En outre, le départ de Dramane Dembélé est motivé par le changement de casting que le président envisagerait dans ses relations avec l’ADEMA-PASJ selon des informations dignes de foi. Nos sources nous renseignent qu’IBK veut s’affranchir de la tutelle du président Dioncounda Traoré dans ses approches avec l’ADEMA. Il veut lui-même établir le pont à sa façon pour éviter d’être surpris. Car avec des Abeilles solitaires, il vaut mieux être sur ses gardes pour anticiper sur certains reflexes de vieux militants. IBK coupe donc l’herbe sous les pieds de certains éléments du PASJ qui caressaient le rêve de l’isoler dans sa formation politique pour mieux l’apprivoiser. Le choix du Professeur Tiémoko Sangaré comme ministre des Mines au nom de l’ADEMA en remplacement de Dramane Dembélé procède de cette volonté de liberté de manœuvre en sa qualité du premier décideur du pays. Par ailleurs, ce choix semble répondre à un autre critère : celui du clivage politique du nouveau promu. Tiémoko Sangaré, pour ceux ou celles qui le connaissent, incarne l’aile gauche des PASJ. Cet ancien compagnon de route de feu Professeur Mamadou Lamine Traoré est connu dans le marigot politique malien pour son franc-parler et son humanisme. Ce natif de Manankoro dans le Cercle de Bougouni, n’a peut-être pas beaucoup d’argent comme celui qu’il a remplacé au gouvernement au nom de son parti, mais il est très écouté chez lui à Manankoro pour avoir été le premier député de cette localité post-dictature (législature 1992-1997). Or, IBK est dans une dynamique de stabilisation de son pouvoir en vue des prochaines échéances électorales.

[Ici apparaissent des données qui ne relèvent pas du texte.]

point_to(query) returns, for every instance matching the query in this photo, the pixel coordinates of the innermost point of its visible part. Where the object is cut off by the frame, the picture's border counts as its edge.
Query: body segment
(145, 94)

C’est dans cette dynamique qu’IBK ne s’est pas empêché de faire appel au président du parti PS-Yeleen Kura Amadou Koïta, l’ancien leader de la Jeunesse du Mouvement Citoyen. Ce proche de l’ex-président de la République Amadou Toumani Touré, s’est battu pour obtenir la réhabilitation de l’héritage d’ATT, comme le MPR l’a fait avec celui de Moussa Traoré dans les années 90. Le recul aidant, IBK a fini par adhérer à son projet. Dès lors que les malentendus se sont dissipés, il n’y avait plus d’objection pour la retrouvaille entre les deux hommes dans l’intérêt du Mali. Ce qui fut le cas avec la formation de ce gouvernement robuste que dirige encore le sexagénaire Modibo Kéita.

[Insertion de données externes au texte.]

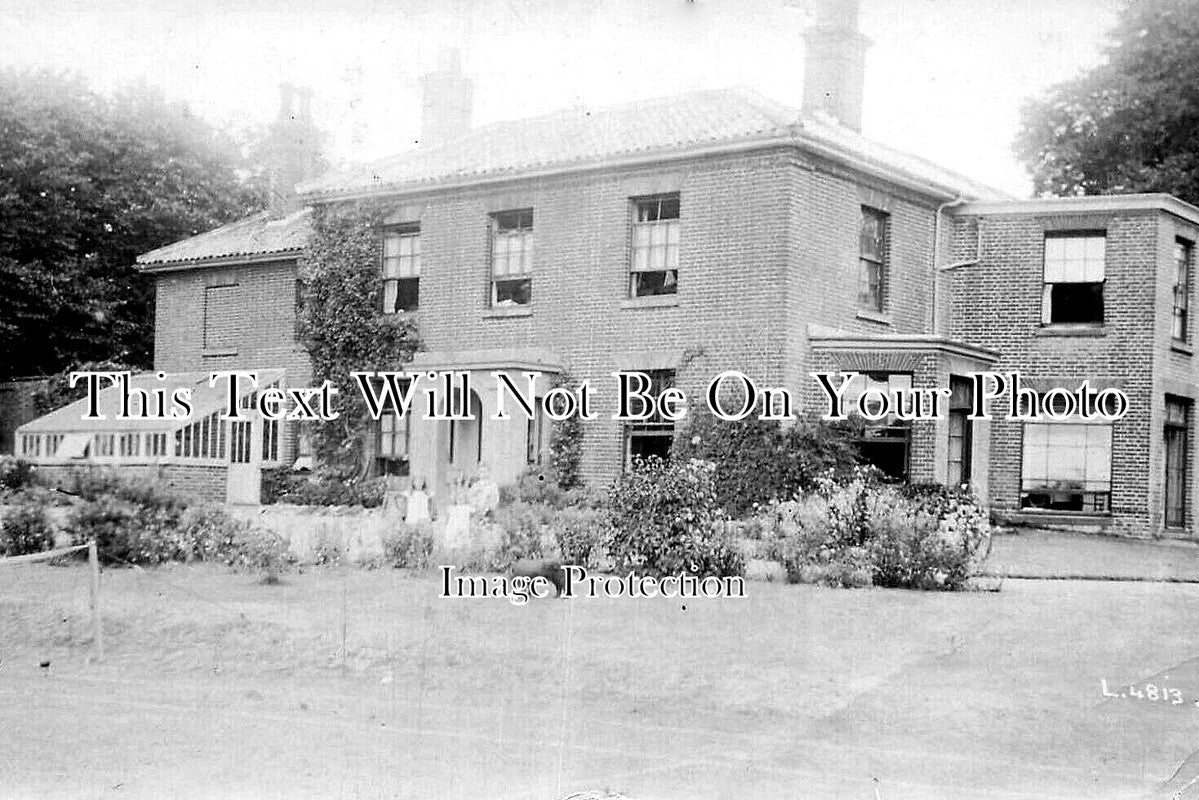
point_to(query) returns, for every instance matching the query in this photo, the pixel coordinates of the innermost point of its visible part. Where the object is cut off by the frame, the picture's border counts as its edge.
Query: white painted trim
(1094, 204)
(893, 174)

L’arrivée de l’une des filles du regretté Amenokal Intalla Ag Attaher de Kidal, Nina Walett Intallou dans le gouvernement témoigne de son changement de position puisque désormais, elle va parler et agir au nom du Mali. Certes, les points de vue divergent sur l’entrée de cette figure emblématique de la rébellion touareg au gouvernement, mais cela est motivée par la paix et la réconciliation entre Maliens. Est-il besoin de rappeler que le MNLA qu’elle incarne dans le gouvernement est à l’origine de la crise politico-sécuritaire que le Mali connait depuis 2012 ?
En sa qualité de progéniture du puissant regretté Amenokal, Intalla Ag Attaher, il n’y a aucun doute qu’elle aille prendre des consignes en famille. La ‘’soi-disante déclaration’’ d’opposition d’une partie de la Coordination des Mouvements Armés (CMA) n’est que de façade. Qui peut s’opposer à l’entrée au gouvernement de Nina Walett Intallou dans ce mouvement ? Il n’y en a pas un seul, même pas son grand frère Algabass Ag Intalla qui est le leader et fondateur du HCUA.
Le moins que l’on puisse dire, c’est qu’IBK est en passe de gagner son pari de pacifier le pays. La tenue prochaine du sommet France-Afrique sur les berges du Djoliba au Centre International de Conférences de Bamako(CICB) finira par ouvrir définitivement les portes de notre pays sur l’international.